当前位置:网站首页>Naive Bayes -- Document Classification
Naive Bayes -- Document Classification
2022-07-27 03:09:00 【weixin_ nine hundred and sixty-one million eight hundred and se】
- W W W Is the characteristic value of a given document ( frequency statistic , The forecast document provides ), C C C For documents , be
P ( C ∣ W ) = P ( W ∣ C ) P ( C ) P ( W ) P(C|W)=\frac{P(W|C)P(C)}{P(W)} P(C∣W)=P(W)P(W∣C)P(C)
- P ( C ) P(C) P(C) The probability of each document category ( Number of words in a document category / Total number of document words )
- P ( W ∣ C ) P(W|C) P(W∣C) Characteristics under a given category ( The words in the predicted document ) Probability
- features W W W Characteristic words F 1 , F 2 , F 3 , . . . F1,F2,F3,... F1,F2,F3,...

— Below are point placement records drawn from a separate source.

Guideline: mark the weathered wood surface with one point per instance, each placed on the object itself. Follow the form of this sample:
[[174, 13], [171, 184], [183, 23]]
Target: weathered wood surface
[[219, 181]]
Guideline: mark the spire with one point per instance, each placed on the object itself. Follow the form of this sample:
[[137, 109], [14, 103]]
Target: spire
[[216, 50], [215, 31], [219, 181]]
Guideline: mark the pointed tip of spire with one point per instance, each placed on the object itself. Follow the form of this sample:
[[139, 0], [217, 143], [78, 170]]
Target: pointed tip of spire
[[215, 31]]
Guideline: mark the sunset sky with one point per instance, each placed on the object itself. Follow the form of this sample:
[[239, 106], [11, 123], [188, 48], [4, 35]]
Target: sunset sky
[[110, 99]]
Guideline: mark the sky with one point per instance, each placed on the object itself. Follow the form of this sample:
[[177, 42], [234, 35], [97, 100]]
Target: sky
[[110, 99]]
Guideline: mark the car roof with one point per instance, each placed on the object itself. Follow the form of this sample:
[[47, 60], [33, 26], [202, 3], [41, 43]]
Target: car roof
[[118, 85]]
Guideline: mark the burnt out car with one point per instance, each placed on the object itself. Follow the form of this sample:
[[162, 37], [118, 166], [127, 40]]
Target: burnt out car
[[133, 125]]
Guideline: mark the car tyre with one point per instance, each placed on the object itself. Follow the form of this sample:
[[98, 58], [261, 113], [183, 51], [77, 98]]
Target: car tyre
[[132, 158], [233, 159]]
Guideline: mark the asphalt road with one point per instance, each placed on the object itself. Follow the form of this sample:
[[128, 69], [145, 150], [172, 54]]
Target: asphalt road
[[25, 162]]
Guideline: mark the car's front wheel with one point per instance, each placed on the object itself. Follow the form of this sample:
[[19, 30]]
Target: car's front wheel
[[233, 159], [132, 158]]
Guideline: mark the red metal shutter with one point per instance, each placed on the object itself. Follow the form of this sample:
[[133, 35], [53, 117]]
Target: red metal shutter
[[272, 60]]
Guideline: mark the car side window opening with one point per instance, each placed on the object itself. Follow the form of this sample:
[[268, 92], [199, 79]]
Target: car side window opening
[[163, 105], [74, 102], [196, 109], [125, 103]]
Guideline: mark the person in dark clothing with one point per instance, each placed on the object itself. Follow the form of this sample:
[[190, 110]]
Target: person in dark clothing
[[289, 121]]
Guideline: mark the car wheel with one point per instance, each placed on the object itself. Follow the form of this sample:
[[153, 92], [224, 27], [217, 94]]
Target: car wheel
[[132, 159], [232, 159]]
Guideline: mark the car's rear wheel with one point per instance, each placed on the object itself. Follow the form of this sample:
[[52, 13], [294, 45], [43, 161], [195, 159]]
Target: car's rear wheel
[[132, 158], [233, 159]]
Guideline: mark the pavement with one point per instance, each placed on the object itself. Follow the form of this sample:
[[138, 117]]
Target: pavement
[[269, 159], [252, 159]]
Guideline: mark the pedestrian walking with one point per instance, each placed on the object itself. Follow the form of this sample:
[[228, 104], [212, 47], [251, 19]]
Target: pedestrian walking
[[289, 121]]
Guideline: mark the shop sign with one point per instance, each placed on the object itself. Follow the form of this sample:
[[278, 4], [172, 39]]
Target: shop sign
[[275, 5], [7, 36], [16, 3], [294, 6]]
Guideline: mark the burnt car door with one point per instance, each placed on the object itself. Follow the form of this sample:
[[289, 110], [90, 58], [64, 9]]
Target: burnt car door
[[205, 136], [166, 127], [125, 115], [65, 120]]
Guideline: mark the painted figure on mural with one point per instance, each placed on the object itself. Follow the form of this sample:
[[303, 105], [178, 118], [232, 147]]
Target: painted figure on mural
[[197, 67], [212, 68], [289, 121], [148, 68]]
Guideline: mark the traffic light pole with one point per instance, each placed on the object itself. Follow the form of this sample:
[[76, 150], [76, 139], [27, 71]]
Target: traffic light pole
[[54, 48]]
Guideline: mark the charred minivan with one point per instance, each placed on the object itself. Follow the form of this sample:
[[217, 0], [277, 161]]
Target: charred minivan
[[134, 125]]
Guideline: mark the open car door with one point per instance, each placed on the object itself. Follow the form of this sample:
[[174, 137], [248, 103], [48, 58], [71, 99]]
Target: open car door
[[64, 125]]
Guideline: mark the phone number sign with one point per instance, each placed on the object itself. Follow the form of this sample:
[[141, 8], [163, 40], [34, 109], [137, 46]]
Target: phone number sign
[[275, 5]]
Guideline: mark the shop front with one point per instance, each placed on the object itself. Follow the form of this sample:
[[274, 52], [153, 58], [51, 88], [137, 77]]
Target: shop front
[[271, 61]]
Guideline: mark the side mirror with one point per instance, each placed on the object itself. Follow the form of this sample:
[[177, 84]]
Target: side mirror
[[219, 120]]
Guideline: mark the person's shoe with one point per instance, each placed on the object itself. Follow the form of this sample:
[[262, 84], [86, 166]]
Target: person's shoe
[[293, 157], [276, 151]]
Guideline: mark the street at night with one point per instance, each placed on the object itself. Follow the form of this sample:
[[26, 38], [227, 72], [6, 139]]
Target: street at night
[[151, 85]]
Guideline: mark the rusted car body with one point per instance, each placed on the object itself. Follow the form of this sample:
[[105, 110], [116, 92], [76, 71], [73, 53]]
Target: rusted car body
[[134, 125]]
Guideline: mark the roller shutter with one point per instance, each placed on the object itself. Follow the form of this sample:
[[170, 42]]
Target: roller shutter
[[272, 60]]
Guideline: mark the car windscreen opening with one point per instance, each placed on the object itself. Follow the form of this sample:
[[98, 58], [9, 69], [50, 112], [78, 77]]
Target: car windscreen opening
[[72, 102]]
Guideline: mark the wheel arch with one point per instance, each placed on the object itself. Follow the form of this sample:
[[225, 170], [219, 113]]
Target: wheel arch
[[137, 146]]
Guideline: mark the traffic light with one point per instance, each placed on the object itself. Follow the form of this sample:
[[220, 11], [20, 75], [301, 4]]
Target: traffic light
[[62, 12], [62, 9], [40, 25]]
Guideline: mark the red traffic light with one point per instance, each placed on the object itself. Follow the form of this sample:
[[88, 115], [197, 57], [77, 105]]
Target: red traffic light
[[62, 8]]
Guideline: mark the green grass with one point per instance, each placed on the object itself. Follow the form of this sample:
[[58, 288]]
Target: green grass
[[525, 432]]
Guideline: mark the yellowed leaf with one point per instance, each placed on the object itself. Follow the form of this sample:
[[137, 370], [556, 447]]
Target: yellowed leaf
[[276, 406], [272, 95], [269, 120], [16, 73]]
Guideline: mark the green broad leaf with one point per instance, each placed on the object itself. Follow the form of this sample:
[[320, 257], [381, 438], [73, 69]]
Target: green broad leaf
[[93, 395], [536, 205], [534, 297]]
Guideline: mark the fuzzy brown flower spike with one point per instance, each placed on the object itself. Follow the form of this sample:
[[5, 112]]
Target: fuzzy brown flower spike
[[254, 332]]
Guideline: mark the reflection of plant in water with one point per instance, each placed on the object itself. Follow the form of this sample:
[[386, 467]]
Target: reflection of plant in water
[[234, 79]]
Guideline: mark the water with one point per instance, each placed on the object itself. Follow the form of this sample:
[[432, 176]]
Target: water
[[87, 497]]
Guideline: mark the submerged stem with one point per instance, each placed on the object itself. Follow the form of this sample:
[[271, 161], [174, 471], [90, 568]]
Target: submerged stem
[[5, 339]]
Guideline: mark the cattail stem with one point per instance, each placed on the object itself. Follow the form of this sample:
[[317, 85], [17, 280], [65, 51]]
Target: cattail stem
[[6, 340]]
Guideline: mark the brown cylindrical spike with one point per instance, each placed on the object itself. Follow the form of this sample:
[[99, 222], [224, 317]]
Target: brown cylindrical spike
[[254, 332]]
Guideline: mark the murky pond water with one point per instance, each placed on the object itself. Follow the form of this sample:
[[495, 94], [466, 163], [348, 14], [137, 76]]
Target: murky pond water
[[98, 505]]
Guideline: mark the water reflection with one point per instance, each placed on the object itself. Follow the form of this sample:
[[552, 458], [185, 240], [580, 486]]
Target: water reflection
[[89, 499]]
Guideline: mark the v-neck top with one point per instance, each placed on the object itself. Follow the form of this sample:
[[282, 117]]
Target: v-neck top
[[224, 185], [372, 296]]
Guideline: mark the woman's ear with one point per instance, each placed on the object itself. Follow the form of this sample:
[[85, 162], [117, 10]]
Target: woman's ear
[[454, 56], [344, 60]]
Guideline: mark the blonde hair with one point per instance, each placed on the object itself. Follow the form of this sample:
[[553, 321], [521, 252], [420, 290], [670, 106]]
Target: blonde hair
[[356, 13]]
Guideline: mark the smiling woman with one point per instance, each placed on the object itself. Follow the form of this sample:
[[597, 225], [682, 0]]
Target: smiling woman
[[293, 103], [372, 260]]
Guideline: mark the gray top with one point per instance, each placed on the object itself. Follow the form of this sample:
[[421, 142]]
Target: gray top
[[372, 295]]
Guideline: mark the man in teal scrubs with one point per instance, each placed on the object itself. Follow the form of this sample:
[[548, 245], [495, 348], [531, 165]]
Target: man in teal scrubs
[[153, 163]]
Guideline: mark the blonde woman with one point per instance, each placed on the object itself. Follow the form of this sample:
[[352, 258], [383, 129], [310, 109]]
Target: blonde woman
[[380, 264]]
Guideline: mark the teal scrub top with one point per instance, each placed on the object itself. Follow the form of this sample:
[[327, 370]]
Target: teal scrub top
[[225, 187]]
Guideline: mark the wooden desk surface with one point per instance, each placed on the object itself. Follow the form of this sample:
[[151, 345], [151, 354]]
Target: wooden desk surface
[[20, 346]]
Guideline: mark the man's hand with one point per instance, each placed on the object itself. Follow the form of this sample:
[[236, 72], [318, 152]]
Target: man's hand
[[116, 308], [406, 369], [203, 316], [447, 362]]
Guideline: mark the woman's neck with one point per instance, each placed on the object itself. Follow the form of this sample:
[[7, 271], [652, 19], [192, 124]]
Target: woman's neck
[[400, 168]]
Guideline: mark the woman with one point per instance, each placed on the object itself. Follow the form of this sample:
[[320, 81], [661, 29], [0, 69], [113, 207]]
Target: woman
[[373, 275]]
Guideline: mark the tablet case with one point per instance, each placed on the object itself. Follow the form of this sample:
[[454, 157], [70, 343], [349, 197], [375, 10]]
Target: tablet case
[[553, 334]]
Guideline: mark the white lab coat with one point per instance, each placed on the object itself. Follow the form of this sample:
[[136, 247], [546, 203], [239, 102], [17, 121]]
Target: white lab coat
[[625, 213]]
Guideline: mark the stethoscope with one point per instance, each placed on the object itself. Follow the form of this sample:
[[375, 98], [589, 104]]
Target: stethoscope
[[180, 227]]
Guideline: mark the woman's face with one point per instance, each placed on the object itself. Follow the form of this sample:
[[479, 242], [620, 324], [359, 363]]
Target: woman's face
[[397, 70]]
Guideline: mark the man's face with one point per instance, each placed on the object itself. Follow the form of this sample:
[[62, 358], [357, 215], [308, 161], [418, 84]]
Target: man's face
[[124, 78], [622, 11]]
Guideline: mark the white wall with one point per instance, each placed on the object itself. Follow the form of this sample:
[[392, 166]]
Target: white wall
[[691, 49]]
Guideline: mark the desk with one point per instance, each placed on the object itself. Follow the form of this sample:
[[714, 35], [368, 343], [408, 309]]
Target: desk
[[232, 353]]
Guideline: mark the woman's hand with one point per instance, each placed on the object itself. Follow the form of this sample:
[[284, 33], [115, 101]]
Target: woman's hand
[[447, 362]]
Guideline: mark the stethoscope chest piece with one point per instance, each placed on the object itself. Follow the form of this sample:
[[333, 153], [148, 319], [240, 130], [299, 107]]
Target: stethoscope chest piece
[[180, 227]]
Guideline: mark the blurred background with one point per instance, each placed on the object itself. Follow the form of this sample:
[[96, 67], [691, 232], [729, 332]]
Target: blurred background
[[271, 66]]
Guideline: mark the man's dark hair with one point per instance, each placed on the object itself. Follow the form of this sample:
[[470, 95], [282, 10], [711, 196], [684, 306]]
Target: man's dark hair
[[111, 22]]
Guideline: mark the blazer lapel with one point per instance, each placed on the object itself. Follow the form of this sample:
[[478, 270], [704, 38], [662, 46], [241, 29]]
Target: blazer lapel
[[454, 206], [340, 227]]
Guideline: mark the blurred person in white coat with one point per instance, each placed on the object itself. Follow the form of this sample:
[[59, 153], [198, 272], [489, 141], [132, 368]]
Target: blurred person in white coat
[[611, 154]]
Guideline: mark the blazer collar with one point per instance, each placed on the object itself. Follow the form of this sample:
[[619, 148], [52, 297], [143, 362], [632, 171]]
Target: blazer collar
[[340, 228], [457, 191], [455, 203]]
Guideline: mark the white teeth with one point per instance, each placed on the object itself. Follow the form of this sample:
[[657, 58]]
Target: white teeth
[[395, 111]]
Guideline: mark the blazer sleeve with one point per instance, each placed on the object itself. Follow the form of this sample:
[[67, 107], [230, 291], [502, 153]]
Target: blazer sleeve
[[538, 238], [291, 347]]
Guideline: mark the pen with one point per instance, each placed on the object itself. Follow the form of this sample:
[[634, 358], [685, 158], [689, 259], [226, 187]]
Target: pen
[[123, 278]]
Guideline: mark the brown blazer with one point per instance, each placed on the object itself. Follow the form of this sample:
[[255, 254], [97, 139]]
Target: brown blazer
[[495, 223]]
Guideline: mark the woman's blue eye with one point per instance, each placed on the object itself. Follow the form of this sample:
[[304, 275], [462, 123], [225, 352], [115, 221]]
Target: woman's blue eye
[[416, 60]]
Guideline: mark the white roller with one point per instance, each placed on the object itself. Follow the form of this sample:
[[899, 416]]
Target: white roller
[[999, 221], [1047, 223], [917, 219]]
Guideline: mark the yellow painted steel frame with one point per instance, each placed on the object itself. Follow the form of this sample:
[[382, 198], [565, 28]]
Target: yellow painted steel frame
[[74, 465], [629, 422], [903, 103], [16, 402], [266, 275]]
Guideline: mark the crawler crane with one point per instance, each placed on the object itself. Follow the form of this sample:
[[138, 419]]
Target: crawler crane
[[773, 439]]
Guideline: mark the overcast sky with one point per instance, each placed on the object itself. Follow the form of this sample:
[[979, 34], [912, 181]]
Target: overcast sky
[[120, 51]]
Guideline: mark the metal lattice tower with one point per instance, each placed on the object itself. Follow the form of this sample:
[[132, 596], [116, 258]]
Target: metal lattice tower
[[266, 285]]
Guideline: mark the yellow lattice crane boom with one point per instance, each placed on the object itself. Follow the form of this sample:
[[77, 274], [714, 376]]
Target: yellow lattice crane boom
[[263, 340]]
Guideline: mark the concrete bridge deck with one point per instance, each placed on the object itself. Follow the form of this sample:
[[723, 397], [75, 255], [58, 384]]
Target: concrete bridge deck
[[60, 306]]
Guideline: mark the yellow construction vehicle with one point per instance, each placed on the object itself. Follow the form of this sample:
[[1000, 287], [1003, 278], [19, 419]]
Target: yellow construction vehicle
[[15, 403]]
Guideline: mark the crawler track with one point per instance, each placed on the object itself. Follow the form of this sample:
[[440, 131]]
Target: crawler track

P ( C ∣ F 1 , F 2 , . . . ) = P ( F 1 , F 2 , . . . ∣ C ) P ( C ) P ( F 1 , F 2 , . . . ) P(C|F1,F2,...)=\frac{P(F1,F2,...|C)P(C)}{P(F1,F2,...)} P(C∣F1,F2,...)=P(F1,F2,...)P(F1,F2,...∣C)P(C)
- computing method P ( F 1 ∣ C ) = N i / N P(F1|C)=N_i/N P(F1∣C)=Ni/N( In the training document to calculate )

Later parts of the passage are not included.